The plasma TRP:ΣLNAA data also indicate that tryptophan depletion abolished slowing in punished conditions, rather than enhancing speeding in rewarded conditions. Greater biochemical depletion following tryptophan depletion significantly predicted larger reductions in slowing following tryptophan depletion (compared to placebo) in punished conditions (t(21) = 2.853, p = 0.011) but did not predict RT differences between the tryptophan depletion and placebo treatments in rewarded conditions (t(21) = 1.087, p = 0.291).
Lowering serotonin does not affect sensitivity to aversive outcomes
Given serotonin's potential role in reporting aversive outcomes, we tested whether manipulating serotonin influenced sensitivity to punishments. First, we examined whether tryptophan depletion affected participants' ability to discriminate between aversive response-outcome contingencies. In the Punish-Go condition, the “Go” response is punished more severely than the “No-go” response, so if punishment discrimination is intact, subjects should become biased toward the “No-go” response; in the Punish-NoGo condition, the “No-go” response is punished more severely than the “Go” response, so if punishment discrimination is intact, subjects should become biased toward the “Go” response.
If serotonin reports aversive outcomes, we might expect tryptophan depletion to reduce differences in response bias between the Punish-Go and Punish-NoGo conditions. This was not observed. We conducted a repeated-measures ANOVA on the response bias data from the punished conditions only. Following both treatments, subjects were biased toward “Go” in the Punish-NoGo condition, and biased toward “No-go” in the Punish-Go condition (main effect of Bias: F(1,21) = 11.853, p = 0.002).
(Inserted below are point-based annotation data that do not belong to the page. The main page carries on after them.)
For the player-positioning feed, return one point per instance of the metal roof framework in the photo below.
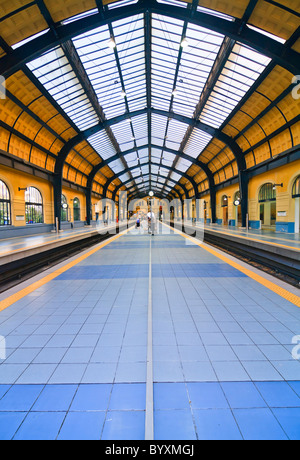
(168, 75)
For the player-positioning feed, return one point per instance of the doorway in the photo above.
(224, 206)
(296, 196)
(267, 206)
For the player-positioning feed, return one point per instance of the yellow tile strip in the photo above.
(293, 298)
(294, 248)
(37, 284)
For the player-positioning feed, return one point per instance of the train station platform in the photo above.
(150, 337)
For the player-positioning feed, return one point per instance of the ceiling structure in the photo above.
(174, 96)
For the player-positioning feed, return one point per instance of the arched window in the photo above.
(237, 198)
(76, 208)
(267, 193)
(33, 206)
(4, 204)
(64, 209)
(224, 201)
(296, 188)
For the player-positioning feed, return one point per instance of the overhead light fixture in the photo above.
(111, 44)
(184, 43)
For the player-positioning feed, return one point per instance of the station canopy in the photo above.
(170, 96)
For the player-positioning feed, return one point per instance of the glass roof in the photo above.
(160, 74)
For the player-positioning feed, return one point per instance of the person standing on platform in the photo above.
(151, 221)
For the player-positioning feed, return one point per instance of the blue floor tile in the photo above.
(174, 425)
(9, 423)
(258, 424)
(216, 424)
(170, 396)
(124, 425)
(205, 395)
(242, 395)
(82, 426)
(289, 419)
(91, 397)
(40, 426)
(20, 397)
(131, 396)
(55, 398)
(278, 394)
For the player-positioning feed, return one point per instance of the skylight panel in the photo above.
(121, 3)
(197, 142)
(166, 38)
(29, 39)
(123, 134)
(80, 16)
(124, 177)
(140, 129)
(99, 62)
(198, 56)
(54, 67)
(175, 133)
(174, 3)
(183, 165)
(217, 14)
(116, 166)
(102, 144)
(267, 34)
(240, 72)
(175, 176)
(158, 129)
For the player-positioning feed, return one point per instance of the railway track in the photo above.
(281, 262)
(15, 272)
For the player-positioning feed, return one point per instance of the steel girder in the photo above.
(282, 55)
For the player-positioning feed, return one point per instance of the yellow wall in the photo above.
(285, 174)
(70, 195)
(284, 202)
(15, 179)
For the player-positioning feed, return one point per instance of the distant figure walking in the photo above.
(151, 222)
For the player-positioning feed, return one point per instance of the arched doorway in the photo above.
(76, 209)
(238, 209)
(296, 197)
(224, 206)
(5, 218)
(33, 206)
(267, 206)
(64, 209)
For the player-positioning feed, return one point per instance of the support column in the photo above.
(88, 197)
(213, 204)
(243, 182)
(57, 190)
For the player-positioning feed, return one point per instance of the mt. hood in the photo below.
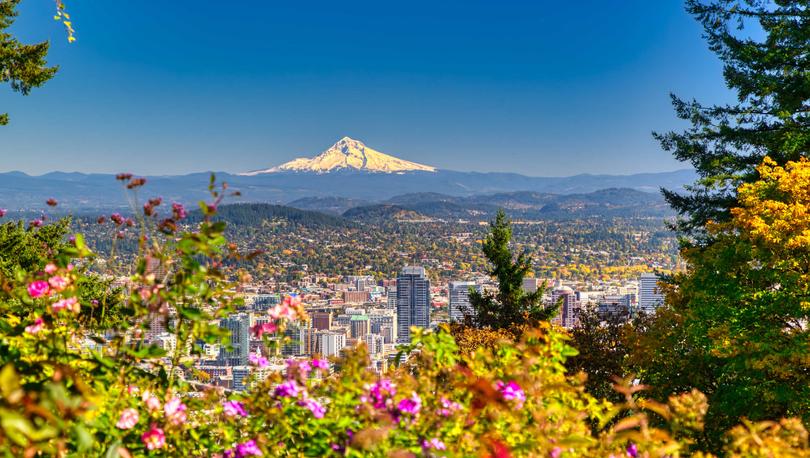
(348, 154)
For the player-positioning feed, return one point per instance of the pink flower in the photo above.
(38, 325)
(175, 411)
(318, 411)
(434, 444)
(379, 393)
(410, 405)
(511, 391)
(234, 409)
(288, 389)
(258, 360)
(71, 304)
(152, 402)
(38, 288)
(58, 283)
(178, 211)
(129, 418)
(154, 438)
(448, 407)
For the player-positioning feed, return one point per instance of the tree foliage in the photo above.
(511, 305)
(765, 48)
(738, 320)
(22, 66)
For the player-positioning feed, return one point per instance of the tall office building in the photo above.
(649, 296)
(360, 326)
(569, 305)
(330, 343)
(460, 299)
(413, 301)
(239, 326)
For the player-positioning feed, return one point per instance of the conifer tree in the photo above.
(765, 49)
(22, 66)
(512, 305)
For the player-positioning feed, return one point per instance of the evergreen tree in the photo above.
(512, 305)
(21, 66)
(765, 48)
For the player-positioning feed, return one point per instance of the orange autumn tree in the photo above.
(743, 309)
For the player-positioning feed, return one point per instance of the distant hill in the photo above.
(334, 205)
(372, 213)
(256, 215)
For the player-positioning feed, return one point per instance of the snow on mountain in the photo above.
(348, 154)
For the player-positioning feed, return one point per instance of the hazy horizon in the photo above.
(466, 86)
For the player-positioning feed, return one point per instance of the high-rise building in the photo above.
(374, 342)
(360, 326)
(459, 292)
(239, 326)
(649, 295)
(569, 305)
(413, 301)
(321, 320)
(330, 343)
There was no significant interaction between Treatment and Bias (F(1,21) = 0.377, p = 0.546). These results indicate that tryptophan depletion did not affect subjects' sensitivity to punishment contingencies; following tryptophan depletion they were equally likely to favor the less-punished response, compared with placebo (see ).
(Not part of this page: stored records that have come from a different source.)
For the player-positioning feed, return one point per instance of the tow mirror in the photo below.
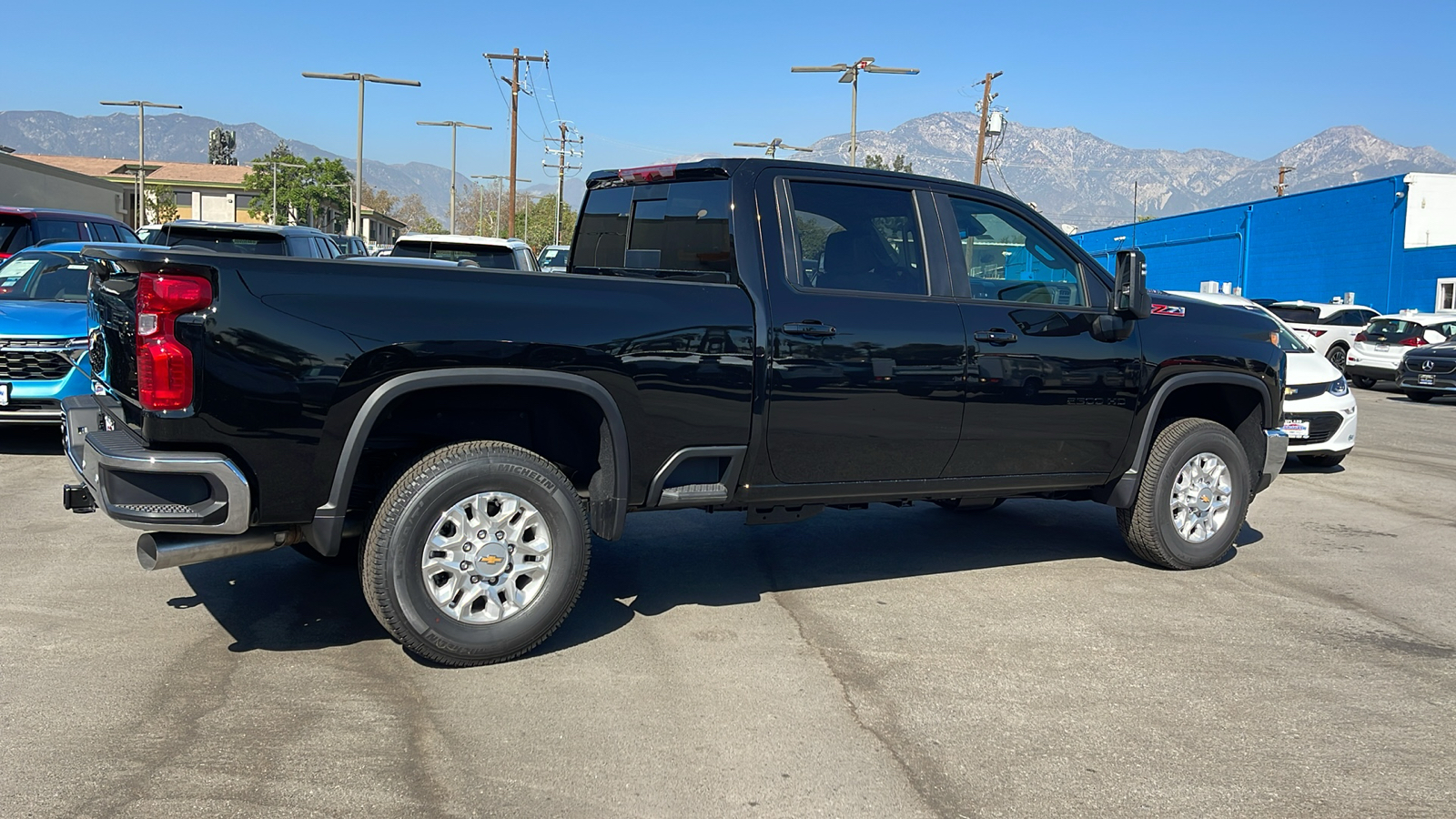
(1130, 296)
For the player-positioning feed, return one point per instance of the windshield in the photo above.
(484, 256)
(225, 241)
(43, 278)
(1298, 315)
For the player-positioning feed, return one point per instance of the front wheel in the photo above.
(477, 554)
(1193, 499)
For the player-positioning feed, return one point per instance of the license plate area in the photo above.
(1296, 429)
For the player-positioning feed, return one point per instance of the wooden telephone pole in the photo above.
(986, 111)
(516, 92)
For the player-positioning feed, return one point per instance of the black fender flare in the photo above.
(609, 486)
(1121, 491)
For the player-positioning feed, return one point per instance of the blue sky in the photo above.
(645, 80)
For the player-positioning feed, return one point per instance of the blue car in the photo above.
(44, 331)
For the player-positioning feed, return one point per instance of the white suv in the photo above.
(1380, 349)
(1329, 329)
(1320, 410)
(485, 251)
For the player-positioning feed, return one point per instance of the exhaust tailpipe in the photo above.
(171, 550)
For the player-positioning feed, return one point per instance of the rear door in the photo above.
(866, 347)
(1041, 395)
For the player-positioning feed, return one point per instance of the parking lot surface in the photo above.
(895, 662)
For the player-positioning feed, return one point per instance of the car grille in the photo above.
(1438, 365)
(33, 359)
(1321, 426)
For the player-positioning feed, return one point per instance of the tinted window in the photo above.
(57, 229)
(1296, 315)
(43, 278)
(1008, 259)
(484, 256)
(855, 238)
(667, 227)
(15, 234)
(223, 241)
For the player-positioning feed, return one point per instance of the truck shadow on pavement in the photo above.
(40, 439)
(284, 602)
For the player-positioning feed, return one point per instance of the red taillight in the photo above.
(164, 365)
(647, 174)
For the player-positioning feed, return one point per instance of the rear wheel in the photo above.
(477, 554)
(1193, 499)
(970, 504)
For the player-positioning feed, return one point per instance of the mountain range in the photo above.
(1075, 178)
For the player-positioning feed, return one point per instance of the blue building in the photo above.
(1390, 242)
Figure 4 Effect of tryptophan depletion on punishment sensitivity, assessed by comparing response bias in the Punish-Go condition to the Punish-NoGo condition. Response bias was assessed by the natural log of β from signal detection theory; more negative (more ...)
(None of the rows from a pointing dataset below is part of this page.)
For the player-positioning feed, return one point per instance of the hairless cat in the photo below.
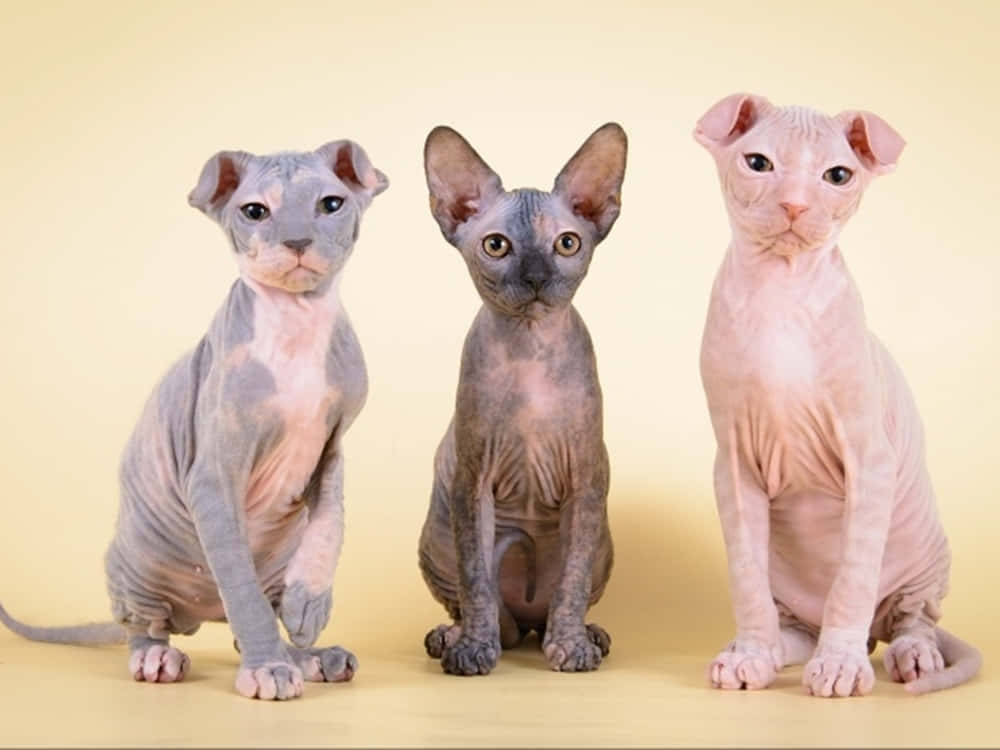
(516, 537)
(232, 482)
(826, 505)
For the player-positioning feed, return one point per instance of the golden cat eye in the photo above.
(496, 245)
(255, 211)
(838, 175)
(758, 162)
(330, 204)
(567, 243)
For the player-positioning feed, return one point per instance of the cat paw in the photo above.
(575, 652)
(600, 638)
(469, 656)
(838, 672)
(303, 614)
(440, 638)
(274, 680)
(158, 662)
(333, 664)
(907, 658)
(743, 665)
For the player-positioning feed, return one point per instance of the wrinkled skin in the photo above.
(232, 481)
(516, 537)
(827, 509)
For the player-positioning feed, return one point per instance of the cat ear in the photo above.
(730, 118)
(874, 141)
(460, 182)
(219, 179)
(591, 181)
(350, 163)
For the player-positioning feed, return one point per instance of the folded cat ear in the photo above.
(461, 184)
(591, 181)
(874, 141)
(352, 166)
(730, 118)
(219, 179)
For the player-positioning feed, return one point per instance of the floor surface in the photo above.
(59, 696)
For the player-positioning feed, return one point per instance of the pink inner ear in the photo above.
(874, 141)
(730, 118)
(343, 167)
(858, 138)
(228, 180)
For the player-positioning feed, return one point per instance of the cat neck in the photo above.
(546, 328)
(322, 302)
(750, 259)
We also examined whether tryptophan depletion altered the emotional impact of punishment on responding. Our analysis of RTs on trials following punishment vs. trials following non-punishment showed a main effect of Prior Punishment (F(1,21) = 23.024, p < 0.001); subjects were slower to respond on trials that followed punishment (mean ± SE, 0.303 ± 0.177) than on trials that followed non-punishment (mean ± SE, −0.234 ± 0.131). But the interaction between Treatment and Prior Punishment was not significant (F(1,21) = 2.529, p = 0.127); tryptophan depletion did not abolish subjects' tendency to be slower on trials immediately following punishment, compared to trials following non-punishment. Subjects' responses were significantly slower on trials following punishment, compared to non-punishment, on both tryptophan depletion (t(21) = −3.019, p = 0.007) and placebo (t(21) = −4.085, p = 0.001).